Friday, 1 July 2011

Et tout a commencé à Lisbonne



La Peau Douce (1964), Truffaut
Uma obra-prima arrebatadora, é o que posso dizer em muitas poucas palavras sobre este filme. Acho que desta vez vou deixar os fotogramas e a música de Georges Delerue falarem por si próprios, porque este filme vai muito além das minhas modestas palavras.

Wednesday, 29 June 2011

Those buildings are so old. Look how they lean against each other crumbling. It's like they're holding each other up, their stability, but if you just touch one they all fall apart and break.
- The Lovebirds, Bruno de Almeida

de ver e chorar por mais

Friday, 24 June 2011

Gregory Peck reads Rebecca Black's "Friday"
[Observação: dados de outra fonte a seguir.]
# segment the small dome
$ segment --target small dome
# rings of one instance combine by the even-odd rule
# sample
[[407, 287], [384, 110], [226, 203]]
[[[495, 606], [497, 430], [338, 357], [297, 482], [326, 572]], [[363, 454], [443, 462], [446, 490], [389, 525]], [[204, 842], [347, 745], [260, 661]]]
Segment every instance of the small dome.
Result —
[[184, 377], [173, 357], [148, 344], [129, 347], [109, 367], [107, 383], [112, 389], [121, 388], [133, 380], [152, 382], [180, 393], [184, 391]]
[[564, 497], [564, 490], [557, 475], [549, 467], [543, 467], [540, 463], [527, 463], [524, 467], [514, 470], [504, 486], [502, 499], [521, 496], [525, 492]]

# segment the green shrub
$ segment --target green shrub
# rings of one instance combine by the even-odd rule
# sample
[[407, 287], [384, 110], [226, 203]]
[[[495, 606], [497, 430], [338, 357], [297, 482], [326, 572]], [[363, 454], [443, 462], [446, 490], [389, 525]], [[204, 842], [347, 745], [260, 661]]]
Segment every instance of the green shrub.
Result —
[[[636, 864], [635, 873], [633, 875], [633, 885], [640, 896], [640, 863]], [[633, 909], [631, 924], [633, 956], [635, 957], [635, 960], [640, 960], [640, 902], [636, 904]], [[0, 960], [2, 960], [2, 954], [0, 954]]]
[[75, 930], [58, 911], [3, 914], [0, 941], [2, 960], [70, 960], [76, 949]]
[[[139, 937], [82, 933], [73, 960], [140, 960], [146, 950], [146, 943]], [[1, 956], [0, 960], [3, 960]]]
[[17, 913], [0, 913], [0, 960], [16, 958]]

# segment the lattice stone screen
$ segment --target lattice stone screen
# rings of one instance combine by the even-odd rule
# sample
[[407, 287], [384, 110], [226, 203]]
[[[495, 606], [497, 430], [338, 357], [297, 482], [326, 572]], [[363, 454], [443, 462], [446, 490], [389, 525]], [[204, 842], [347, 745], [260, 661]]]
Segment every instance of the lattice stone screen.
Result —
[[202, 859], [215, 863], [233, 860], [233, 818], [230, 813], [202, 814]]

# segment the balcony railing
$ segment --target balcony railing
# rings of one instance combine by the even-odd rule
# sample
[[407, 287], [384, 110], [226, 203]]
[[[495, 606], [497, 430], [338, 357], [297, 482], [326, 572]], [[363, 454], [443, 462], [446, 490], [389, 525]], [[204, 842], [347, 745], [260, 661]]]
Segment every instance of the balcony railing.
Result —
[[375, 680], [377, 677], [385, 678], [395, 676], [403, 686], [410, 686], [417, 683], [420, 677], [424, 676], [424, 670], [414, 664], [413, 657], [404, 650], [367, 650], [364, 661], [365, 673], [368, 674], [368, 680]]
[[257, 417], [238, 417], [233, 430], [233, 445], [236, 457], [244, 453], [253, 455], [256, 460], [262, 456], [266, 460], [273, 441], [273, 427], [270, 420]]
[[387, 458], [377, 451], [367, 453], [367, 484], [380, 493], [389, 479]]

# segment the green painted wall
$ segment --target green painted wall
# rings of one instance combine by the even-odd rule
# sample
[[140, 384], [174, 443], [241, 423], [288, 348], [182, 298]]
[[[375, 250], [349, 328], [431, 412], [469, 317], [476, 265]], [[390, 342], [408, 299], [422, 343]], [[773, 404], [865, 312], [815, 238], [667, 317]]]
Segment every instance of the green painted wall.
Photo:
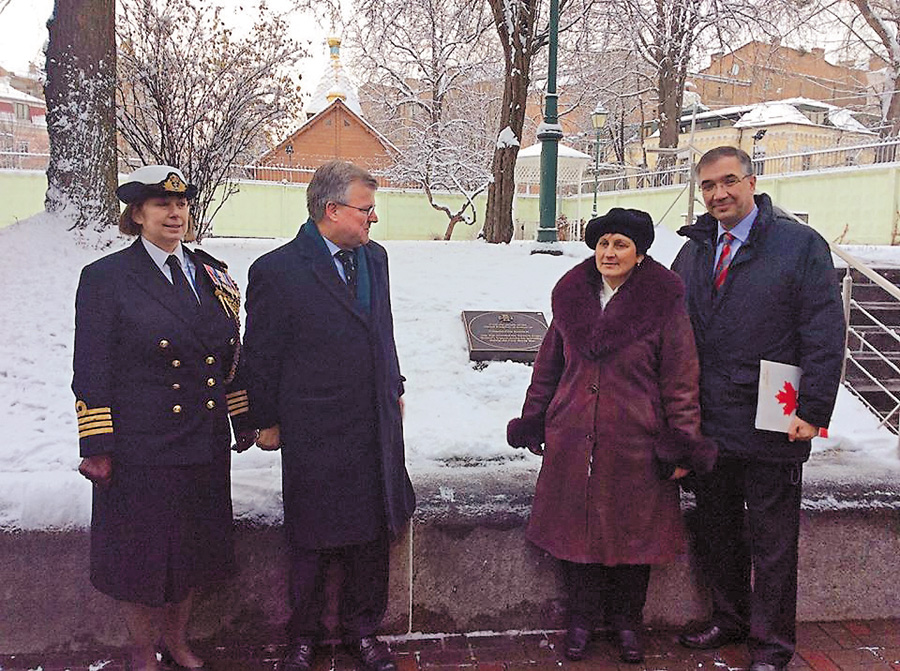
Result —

Não sei porquê mas esta gente gosta muito de brincar com a voz do Gregory Peck.
Mas admito que isto tem a sua piada.

O que tu queres sei eu

Com tanto murmurinho que anda à volta do Django Unchained agora o que eu queria mesmo era um bocadinho de gangster sangrento à la Tarantino.
Enquanto isso vou olhando para o Christoph Waltz que também fico muito bem assim.
(ainda por cima nesta fotografia que tem um certo je ne sais quoi à Tom Waits)

Thursday, 23 June 2011

Psycho

Após tantas visualizações da cena da banheira, é incrível como continua a ter o mesmo impacto como se fosse a primeira vez. Num preto e branco assustador, Psycho foi capaz de me pôr agarrada à almofada nervosamente à espera do próximo passo de Norman Bates. Tal como em Suspicion, a realização do mestre mexe com o medo do espectador como nunca. Tantas cenas podiam ser mencionadas (ou simplesmente aquela casa assombrosa) mas eu escolhi esta, a cena quando o inspector Arbogast vai à tal casa. O enquadramento plongé, a música de Bernard Herrman (para mim a melhor alguma vez feita para Hitchcock) e a demência de Norman Bates, tornam esta cena, para mim, na mais assustadora do filme (e isso é dizer muito!).
Os pequenos pormenores, a realização engenhosa e uma visita à psique humana única são os aspectos que já seriam de esperar e evidentes em todos os filmes hitchcockianos. Porém, sempre achei que os filmes de Hitchcock acabavam de forma muito abrupta (com excepções, como Suspicion que, consta, não acabou assim por vontade de Hitchcock), mas aqui parece que o fim deixou de ser uma simples forma de conclusão para se tornar em algo mais, num momento essencial ao filme, sem o qual este não teria sido o mesmo, acabando mesmo por adicionar algo de novo e perturbante. Mantendo o tom do filme, aquele fim, tanto graças a Hitcock como a Anthony Perkins, arrepiou-me, e com certeza não fui a única.

Monday, 20 June 2011

From Bourdain to Fellini

Já não chegava ser o chef mais cool de sempre, com um programa genial que vai muito além da gastronomia, agora Anthony Bourdain fez um episódio em Roma, na Roma de Fellini, onde ele é o Mastroianni em Otto e Mezzo (8 1/2). Isto é de deixar uma pessoa a salivar, entenda-se, não só por causa da comida.

Saturday, 18 June 2011

Tuesday, 14 June 2011

Sunday, 12 June 2011

Ça c'est moi aujourd'hui.

Photobucket
A única palavra possível para descrever este filme é fantástico.